Masa pandemi memunculkan berbagai tren yang ramai dilakukan masyarakat, terutama saat aktivitas banyak berpusat di rumah. Sejumlah kegiatan bahkan berkembang menjadi kebiasaan baru, mulai dari membuat minuman, membuat konten video, hingga berolahraga dan berkebun.
Salah satu tren yang paling menonjol di awal pandemi adalah kopi dalgona. Banyak orang mencoba membuatnya sendiri di rumah karena bahan-bahannya mudah didapat, seperti kopi, air susu, air hangat, gula, dan es batu. Campuran tersebut diaduk hingga mengental. Meski proses mengaduk kerap dikeluhkan melelahkan, banyak yang merasa hasil akhirnya sepadan. Tren ini juga mendorong sebagian orang membuka usaha kopi dalgona.

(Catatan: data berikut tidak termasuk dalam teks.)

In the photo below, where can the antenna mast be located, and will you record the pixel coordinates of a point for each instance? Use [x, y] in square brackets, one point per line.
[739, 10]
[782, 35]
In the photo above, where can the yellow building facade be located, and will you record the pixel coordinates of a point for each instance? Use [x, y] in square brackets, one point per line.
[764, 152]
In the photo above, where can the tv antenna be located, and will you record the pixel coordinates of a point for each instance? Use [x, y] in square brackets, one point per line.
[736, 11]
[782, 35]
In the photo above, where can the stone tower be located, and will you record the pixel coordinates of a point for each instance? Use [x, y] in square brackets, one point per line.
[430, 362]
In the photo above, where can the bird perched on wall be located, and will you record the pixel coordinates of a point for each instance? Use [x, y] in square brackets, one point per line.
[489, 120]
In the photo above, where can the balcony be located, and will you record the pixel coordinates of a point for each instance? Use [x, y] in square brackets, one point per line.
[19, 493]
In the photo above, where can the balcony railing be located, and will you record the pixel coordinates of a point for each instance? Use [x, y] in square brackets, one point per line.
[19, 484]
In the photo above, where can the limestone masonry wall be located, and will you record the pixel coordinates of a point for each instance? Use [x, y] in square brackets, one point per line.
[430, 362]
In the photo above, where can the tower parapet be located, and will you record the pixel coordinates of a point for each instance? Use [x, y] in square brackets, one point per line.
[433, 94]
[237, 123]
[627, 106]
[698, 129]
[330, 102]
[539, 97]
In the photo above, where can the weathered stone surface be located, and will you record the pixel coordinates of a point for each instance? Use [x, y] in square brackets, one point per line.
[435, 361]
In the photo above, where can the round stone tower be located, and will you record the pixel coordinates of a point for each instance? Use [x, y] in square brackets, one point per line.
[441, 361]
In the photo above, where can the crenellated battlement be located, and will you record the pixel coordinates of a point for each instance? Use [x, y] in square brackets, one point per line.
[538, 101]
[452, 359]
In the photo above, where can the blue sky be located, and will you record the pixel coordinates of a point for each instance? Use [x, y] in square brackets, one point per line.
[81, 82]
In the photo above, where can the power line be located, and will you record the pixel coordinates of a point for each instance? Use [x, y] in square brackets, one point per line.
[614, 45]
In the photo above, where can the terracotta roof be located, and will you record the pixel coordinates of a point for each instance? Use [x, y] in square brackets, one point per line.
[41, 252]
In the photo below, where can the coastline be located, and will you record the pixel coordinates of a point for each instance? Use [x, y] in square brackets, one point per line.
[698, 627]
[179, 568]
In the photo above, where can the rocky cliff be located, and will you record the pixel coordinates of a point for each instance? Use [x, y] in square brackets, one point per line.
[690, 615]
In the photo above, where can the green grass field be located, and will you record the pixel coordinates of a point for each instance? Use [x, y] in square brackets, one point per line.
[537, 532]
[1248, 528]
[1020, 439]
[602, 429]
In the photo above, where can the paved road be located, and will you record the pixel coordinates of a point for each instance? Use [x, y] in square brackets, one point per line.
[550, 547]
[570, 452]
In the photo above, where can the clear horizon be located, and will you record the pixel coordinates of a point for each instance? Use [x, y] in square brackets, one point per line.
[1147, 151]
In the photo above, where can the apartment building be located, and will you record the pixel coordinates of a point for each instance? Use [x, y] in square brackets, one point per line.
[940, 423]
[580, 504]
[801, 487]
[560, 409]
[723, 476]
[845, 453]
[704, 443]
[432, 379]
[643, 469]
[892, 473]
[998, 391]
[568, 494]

Selain itu, pembuatan video di aplikasi Tiktok ikut meningkat. Aplikasi ini digunakan untuk membuat video musik berdurasi pendek dengan berbagai fitur. Sebelum pandemi, pengguna Tiktok sudah cukup banyak, tetapi situasi yang membuat orang lebih sering berada di rumah mendorong semakin banyak orang beralih menggunakannya. Dalam tren ini, muncul pula kutipan dari Bowo Alpenliebe—pengguna Tiktok sejak sebelum pandemi—yang berbunyi, “Gue udah kering, lo semua baru nyebur.”

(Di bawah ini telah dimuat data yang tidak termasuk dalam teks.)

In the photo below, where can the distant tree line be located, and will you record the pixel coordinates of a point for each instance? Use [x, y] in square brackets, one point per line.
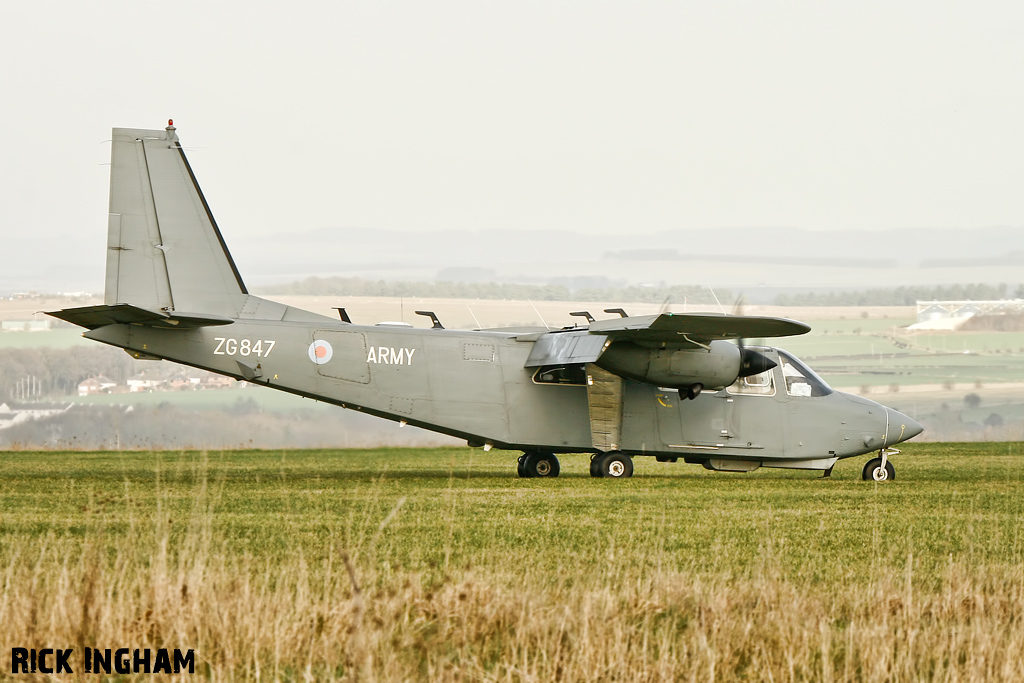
[445, 290]
[899, 296]
[53, 373]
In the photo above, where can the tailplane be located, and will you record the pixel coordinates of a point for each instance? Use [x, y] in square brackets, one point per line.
[165, 252]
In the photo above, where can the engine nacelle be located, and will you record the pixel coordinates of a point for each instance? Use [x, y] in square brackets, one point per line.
[714, 368]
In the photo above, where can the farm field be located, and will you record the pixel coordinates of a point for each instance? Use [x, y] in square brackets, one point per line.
[440, 564]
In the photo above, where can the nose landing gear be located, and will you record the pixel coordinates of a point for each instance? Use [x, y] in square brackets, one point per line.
[613, 464]
[880, 469]
[538, 465]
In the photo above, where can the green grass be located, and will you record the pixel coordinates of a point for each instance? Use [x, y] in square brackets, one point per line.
[441, 564]
[466, 507]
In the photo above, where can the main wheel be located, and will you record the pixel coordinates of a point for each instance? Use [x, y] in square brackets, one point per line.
[875, 472]
[542, 465]
[616, 464]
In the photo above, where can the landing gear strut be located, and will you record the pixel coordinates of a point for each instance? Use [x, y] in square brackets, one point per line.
[538, 465]
[880, 469]
[612, 464]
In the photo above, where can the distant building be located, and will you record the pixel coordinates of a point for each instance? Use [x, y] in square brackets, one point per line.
[934, 310]
[11, 415]
[95, 385]
[144, 381]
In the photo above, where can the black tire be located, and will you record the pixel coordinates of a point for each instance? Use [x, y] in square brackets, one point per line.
[873, 471]
[542, 465]
[616, 465]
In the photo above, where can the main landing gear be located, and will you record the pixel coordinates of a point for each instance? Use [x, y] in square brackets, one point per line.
[880, 469]
[611, 464]
[538, 465]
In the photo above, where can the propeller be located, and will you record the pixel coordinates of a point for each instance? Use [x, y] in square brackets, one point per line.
[751, 361]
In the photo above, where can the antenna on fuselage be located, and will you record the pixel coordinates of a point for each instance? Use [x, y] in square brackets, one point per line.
[539, 315]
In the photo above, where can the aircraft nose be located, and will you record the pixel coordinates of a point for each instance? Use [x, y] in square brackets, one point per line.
[901, 427]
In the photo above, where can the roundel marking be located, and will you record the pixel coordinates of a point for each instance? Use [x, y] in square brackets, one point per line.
[321, 351]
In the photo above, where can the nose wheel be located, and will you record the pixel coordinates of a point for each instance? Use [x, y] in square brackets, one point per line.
[538, 465]
[613, 464]
[880, 469]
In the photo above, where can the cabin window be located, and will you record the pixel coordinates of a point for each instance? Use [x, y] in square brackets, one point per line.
[762, 384]
[801, 380]
[571, 375]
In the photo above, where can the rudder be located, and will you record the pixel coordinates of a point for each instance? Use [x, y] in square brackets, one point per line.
[165, 251]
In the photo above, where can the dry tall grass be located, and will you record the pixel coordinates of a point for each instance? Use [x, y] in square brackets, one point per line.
[340, 619]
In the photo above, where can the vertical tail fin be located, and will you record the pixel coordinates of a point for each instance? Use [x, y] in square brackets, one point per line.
[165, 251]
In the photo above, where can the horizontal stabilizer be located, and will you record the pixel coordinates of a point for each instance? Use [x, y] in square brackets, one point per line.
[701, 328]
[98, 316]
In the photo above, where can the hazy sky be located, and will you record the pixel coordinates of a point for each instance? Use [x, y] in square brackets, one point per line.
[582, 116]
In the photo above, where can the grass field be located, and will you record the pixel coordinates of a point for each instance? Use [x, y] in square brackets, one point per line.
[440, 564]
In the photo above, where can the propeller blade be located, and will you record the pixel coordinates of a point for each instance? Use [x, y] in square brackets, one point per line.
[754, 363]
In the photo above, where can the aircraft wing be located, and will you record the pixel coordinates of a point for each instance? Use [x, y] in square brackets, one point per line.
[701, 328]
[587, 345]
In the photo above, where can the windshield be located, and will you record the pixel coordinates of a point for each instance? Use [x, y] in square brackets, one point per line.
[801, 380]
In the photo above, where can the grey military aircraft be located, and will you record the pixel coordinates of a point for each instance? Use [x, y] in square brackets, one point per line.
[670, 386]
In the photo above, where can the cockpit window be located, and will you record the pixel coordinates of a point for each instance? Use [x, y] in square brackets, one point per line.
[801, 380]
[756, 385]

Di sisi lain, tren workout dari rumah juga merebak. Aktivitas seperti ngemil dan rebahan sambil menelusuri media sosial disebut menjadi pilihan banyak orang untuk mengatasi kebosanan, yang tanpa disadari berdampak pada kenaikan berat badan. Karena itu, workout menjadi salah satu cara yang dipilih untuk kembali menjaga kebugaran. Banyak orang membagikan cerita keberhasilan menurunkan berat badan hingga berkilo-kilo selama pandemi. Selain alasan kesehatan, sebagian melakukannya dengan harapan bisa tampil “glow up” setelah pandemi berakhir.
Tren berikutnya adalah menanam tanaman di rumah. Kegiatan ini dinilai dapat meningkatkan kualitas udara di sekitar rumah sekaligus mempercantik tampilan hunian. Ramainya minat masyarakat terhadap tanaman selama pandemi turut membuat harga tanaman naik, bahkan disebut mencapai jutaan rupiah. Meski begitu, hal tersebut tidak menghentikan masyarakat untuk tetap membeli dan merawat tanaman di rumah.
Sementara itu, bersepeda menjadi salah satu aktivitas luar ruang yang ramai dipilih. Banyak orang kemudian kembali berolahraga di luar, dan bersepeda termasuk yang paling populer. Seiring meningkatnya jumlah peminat, harga sepeda juga dilaporkan melonjak. Ramainya pesepeda di jalan turut memunculkan keluhan dari sebagian pengendara motor dan mobil yang merasa terganggu karena pesepeda terkadang mengganggu laju kendaraan.
Beragam tren tersebut menjadi gambaran aktivitas yang sempat viral dan banyak dilakukan masyarakat selama masa pandemi, baik sebagai cara mengisi waktu, menjaga kesehatan, maupun mencari hiburan di tengah pembatasan aktivitas.